Roger Morris (American writer)
Roger Morris, born 1937, is an American public servant, historian, and political writer.
Biography
Roger Morris earned his doctorate in government from Harvard University. He entered government service in 1966 as an aide to former United States Secretary of State Dean Acheson. He first joined the National Security Council staff under the administration of Democratic President Lyndon B. Johnson. When Republican Richard Nixon won the presidency in 1968, he appointed Henry Kissinger as his National Security Advisor, and Kissinger asked Morris to remain on the NSC staff as a senior staff member. However, Morris resigned in April 1970, when Nixon ordered the Cambodian Campaign.
Morris has served as a university lecturer, but is best known as a writer.

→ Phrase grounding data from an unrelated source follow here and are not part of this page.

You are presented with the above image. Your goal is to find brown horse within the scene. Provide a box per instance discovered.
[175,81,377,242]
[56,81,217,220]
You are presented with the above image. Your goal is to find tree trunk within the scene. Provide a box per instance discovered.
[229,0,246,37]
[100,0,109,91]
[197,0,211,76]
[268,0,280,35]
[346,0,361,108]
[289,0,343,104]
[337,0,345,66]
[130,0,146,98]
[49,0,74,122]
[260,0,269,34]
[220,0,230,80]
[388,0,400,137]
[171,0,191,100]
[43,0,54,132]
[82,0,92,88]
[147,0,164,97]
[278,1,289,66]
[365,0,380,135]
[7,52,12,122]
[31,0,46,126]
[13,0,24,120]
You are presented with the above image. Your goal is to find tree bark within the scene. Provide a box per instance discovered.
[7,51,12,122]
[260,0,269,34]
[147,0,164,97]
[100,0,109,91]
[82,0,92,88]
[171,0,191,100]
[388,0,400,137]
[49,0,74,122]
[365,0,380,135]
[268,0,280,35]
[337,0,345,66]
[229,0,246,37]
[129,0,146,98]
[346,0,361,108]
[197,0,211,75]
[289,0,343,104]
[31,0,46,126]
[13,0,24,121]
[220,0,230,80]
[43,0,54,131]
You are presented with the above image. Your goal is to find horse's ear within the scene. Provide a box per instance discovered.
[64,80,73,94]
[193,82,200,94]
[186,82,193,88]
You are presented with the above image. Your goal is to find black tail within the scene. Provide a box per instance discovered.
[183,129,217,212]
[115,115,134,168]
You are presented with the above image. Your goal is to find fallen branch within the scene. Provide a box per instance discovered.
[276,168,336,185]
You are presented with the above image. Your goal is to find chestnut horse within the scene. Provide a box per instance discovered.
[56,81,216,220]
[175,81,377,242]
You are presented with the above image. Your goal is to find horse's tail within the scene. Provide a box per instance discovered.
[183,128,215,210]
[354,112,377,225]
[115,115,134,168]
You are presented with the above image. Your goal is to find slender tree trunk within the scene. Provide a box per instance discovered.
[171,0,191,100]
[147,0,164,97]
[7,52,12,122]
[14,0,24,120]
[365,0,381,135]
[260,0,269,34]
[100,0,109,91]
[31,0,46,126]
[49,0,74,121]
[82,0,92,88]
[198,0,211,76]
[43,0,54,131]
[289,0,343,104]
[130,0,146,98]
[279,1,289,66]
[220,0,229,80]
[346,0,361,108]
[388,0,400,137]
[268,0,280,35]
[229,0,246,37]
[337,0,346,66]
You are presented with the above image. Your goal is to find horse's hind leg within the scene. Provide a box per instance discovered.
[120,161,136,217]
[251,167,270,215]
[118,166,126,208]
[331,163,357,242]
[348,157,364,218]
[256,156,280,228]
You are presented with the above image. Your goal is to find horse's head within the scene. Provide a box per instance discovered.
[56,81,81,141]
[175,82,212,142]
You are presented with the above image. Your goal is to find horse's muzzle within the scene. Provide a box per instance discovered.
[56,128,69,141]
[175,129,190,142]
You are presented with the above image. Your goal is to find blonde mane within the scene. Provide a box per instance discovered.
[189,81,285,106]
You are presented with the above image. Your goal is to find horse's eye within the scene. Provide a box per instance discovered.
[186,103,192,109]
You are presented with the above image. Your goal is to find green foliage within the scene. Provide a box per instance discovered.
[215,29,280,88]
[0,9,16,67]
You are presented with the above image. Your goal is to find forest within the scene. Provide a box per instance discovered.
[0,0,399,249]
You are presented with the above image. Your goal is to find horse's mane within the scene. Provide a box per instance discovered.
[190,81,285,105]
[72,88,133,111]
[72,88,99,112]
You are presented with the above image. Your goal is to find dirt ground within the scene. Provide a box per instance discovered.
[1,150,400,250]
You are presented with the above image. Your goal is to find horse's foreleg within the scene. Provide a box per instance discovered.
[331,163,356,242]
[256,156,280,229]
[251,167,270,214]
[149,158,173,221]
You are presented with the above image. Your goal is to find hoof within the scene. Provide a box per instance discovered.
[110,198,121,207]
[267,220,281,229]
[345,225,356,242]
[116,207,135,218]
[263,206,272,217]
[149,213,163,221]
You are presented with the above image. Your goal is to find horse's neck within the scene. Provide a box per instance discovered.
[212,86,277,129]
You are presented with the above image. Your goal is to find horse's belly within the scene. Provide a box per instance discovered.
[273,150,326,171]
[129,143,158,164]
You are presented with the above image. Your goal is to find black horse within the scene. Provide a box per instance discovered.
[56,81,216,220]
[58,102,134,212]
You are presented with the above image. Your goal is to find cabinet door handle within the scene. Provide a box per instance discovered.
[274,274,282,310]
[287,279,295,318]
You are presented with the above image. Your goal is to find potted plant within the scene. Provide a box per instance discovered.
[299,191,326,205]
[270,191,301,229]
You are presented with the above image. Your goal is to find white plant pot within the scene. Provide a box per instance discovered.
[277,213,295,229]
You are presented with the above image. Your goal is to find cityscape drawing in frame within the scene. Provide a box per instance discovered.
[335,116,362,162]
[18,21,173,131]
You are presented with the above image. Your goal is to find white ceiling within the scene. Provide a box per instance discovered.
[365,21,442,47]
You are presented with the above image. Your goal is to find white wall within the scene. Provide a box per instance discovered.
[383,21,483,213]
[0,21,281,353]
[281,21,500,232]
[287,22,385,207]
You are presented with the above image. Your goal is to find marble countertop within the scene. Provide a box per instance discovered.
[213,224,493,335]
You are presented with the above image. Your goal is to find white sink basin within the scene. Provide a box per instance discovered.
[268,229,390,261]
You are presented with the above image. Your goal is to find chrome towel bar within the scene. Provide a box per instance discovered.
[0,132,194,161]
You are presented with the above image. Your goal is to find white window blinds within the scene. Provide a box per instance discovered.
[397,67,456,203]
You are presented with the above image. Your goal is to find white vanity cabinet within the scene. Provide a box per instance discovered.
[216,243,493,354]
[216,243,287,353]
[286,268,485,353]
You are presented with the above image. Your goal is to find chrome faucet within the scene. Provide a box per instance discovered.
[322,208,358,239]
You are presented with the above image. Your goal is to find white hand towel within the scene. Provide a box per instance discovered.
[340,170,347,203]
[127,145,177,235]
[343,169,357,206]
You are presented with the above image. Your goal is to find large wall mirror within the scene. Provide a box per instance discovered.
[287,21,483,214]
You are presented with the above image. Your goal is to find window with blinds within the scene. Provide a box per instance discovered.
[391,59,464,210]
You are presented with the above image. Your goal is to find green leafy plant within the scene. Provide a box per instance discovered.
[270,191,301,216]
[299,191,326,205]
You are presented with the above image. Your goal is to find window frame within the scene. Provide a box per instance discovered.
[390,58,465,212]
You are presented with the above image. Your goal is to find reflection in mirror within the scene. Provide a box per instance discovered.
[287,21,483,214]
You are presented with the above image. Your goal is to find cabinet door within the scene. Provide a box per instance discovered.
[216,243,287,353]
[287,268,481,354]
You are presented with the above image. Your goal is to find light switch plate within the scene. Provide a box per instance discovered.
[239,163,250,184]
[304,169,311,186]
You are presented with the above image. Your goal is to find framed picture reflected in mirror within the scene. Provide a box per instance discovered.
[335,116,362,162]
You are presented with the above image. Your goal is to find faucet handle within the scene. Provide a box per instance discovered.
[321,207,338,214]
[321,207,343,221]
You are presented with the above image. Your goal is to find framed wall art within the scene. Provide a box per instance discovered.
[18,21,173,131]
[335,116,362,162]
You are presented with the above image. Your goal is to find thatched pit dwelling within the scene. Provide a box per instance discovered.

He served as a senior fellow of the Green Institute.
His major works include:
- Uncertain Greatness: Henry Kissinger and American Foreign Policy.
- The Devil's Butcher Shop: The New Mexico Prison Uprising, Franklin Watts, 1983.

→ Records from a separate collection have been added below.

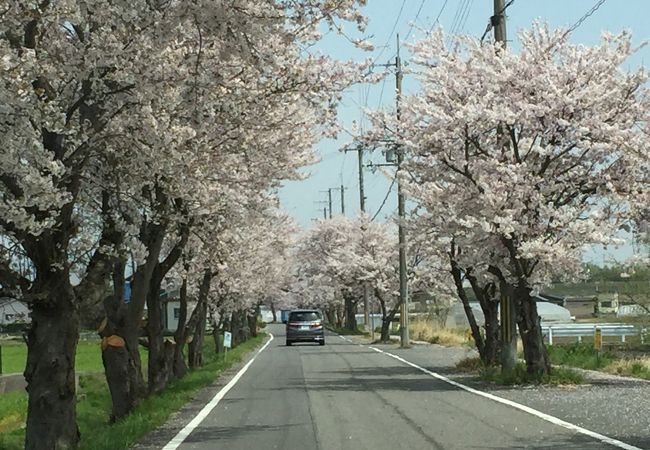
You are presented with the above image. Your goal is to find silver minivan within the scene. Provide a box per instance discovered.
[285,309,325,346]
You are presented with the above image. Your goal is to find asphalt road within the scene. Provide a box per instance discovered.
[169,325,628,450]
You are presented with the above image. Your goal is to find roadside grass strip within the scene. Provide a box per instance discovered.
[0,335,264,450]
[162,333,275,450]
[368,345,642,450]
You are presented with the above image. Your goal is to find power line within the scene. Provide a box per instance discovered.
[371,0,407,66]
[430,0,449,31]
[480,0,516,43]
[371,174,397,221]
[547,0,608,51]
[403,0,427,43]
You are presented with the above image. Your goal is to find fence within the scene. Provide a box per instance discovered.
[541,323,641,345]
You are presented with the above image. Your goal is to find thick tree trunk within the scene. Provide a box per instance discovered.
[146,273,169,395]
[324,307,335,326]
[24,272,80,450]
[247,306,259,338]
[188,299,207,369]
[500,236,550,376]
[336,303,344,328]
[146,220,190,394]
[231,309,249,346]
[482,299,500,366]
[343,292,357,331]
[100,274,142,423]
[376,290,400,342]
[270,302,277,323]
[171,277,189,380]
[516,285,550,376]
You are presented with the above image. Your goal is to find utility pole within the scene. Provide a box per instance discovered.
[346,144,371,331]
[395,34,410,348]
[327,188,333,219]
[494,0,516,372]
[323,207,327,220]
[332,185,346,216]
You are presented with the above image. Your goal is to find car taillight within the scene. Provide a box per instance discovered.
[288,323,300,328]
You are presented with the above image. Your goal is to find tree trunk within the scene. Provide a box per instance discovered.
[500,236,550,376]
[24,272,80,450]
[171,277,189,380]
[247,306,259,338]
[516,285,550,376]
[188,301,207,369]
[343,292,357,331]
[376,289,400,342]
[231,309,249,346]
[450,257,486,361]
[146,220,191,394]
[100,282,141,423]
[270,302,277,323]
[99,209,169,417]
[467,272,500,366]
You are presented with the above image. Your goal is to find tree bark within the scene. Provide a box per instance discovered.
[187,275,209,369]
[24,271,80,450]
[466,271,500,366]
[343,291,357,331]
[375,289,400,342]
[102,212,168,413]
[146,218,190,395]
[247,305,259,338]
[449,257,486,361]
[515,285,550,376]
[188,302,207,369]
[171,277,189,380]
[501,236,550,376]
[270,302,277,323]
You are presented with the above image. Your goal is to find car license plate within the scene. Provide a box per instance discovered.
[300,325,309,331]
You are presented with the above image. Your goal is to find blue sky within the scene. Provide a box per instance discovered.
[279,0,650,265]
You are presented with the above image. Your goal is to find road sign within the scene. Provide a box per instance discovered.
[224,331,232,349]
[594,327,603,351]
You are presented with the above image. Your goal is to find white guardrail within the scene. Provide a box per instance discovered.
[541,323,642,345]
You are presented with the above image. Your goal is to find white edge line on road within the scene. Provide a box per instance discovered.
[161,333,275,450]
[368,346,642,450]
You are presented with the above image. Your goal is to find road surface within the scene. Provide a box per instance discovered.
[165,325,633,450]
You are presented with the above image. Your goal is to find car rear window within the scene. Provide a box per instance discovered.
[289,311,320,322]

- Haig: The General's Progress, Playboy Press, 1982, ISBN 0-87223-753-2. Covers the remarkable rise of Alexander Haig from boyhood to Secretary of State.
- Richard Milhous Nixon: The Rise of an American Politician, 1991.
- Partners in Power: The Clintons and Their America, Henry Holt, 1996, ISBN 0-89526-302-5. Detailed coverage of the rise of Bill Clinton and Hillary Clinton.
- The Money and the Power: the Making of Las Vegas (with Sally Denton).
- Shadow of the Eagle, Alfred Knopf, 2006.
- The Rise and Rise of Robert Gates: The Gates Inheritance.
- The Rise and Rise of Robert Gates: The World That Made Bob.
- The Rise and Rise of Robert Gates: The Specialist.